Le premier vol en ballon Super Pressure de la campagne de ballon néo-zélandais de la NASA a atteint son altitude flottante après avoir quitté l'aéroport de Wānaka, en Nouvelle-Zélande, à 10 h 44 NZST, jeudi 17 avril (18 h 44, mercredi 16 avril à l'Eastern Time). Le ballon Super Pressure de la taille du stade de football est prévu pour une mission prévue pendant 100 jours ou plus autour de la latitudes moyennes de l'hémisphère sud.
« Je suis extrêmement fier des opérations réussies de l'équipe aujourd'hui », a déclaré Gabriel Garde, chef du bureau du programme de ballon de la NASA au Wallops Flight Facility en Virginie.

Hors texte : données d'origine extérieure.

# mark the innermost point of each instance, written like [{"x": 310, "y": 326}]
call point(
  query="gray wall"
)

« Le lancement aujourd'hui est l'aboutissement d'années d'efforts dédiés à la maison et plus récemment sur le terrain. Des opérations de lancement sans faille au potentiel de données scientifiques et au profil opérationnel qui change la donne de la plate-forme de ballon Super Pressure, le programme de ballon NASA est aussi fort que jamais. »
Le ballon de 18,8 millions d'héliums de 18,8 millions de pieds cube est monté à un taux d'environ 1 000 pieds par minute, gonflant complètement le long du chemin jusqu'à ce qu'il atteigne son altitude opérationnelle d'environ 110 000 pieds (33,5 km) au-dessus de la surface de la Terre environ deux heures après le lancement.
Alors que la mission passera la majeure partie de son temps sur l'eau pendant son voyage dans le monde, certaines traversées se produiront. Si le temps le permet, le ballon peut être visible depuis le sol, en particulier au lever du soleil et au coucher du soleil. La NASA invite le public à suivre le chemin du ballon en temps réel ici.
Alors que le vol teste et qualifie la technologie de ballon Super Pression de l'agence, le ballon transporte également la «mission» de l'observation du vent interféromé à haute altitude (Hiwind) pendant son voyage.
La charge utile Hiwind mesurera le vent neutre dans la partie de l'atmosphère de la Terre appelée thermosphère. La compréhension de ces vents aidera les scientifiques à prédire les changements dans l'ionosphère, ce qui peut affecter les systèmes de communication et de navigation.
« Je ne peux pas en dire assez sur le soutien inlassable et la grâce de nos hôtes et partenaires en Nouvelle-Zélande », a déclaré Garde. « Nous comprenons les impacts sur la communauté, et nous apprécions exceptionnellement leur partenariat. C'est vraiment un effort international, et j'attends avec impatience un vol très long et enrichissant. »
Les préparatifs se poursuivent pour le deuxième et dernier lancement en ballon de super pression de la campagne. Le ballon réalisera des enquêtes scientifiques plus petites et des démonstrations technologiques pendant son vol d'essai.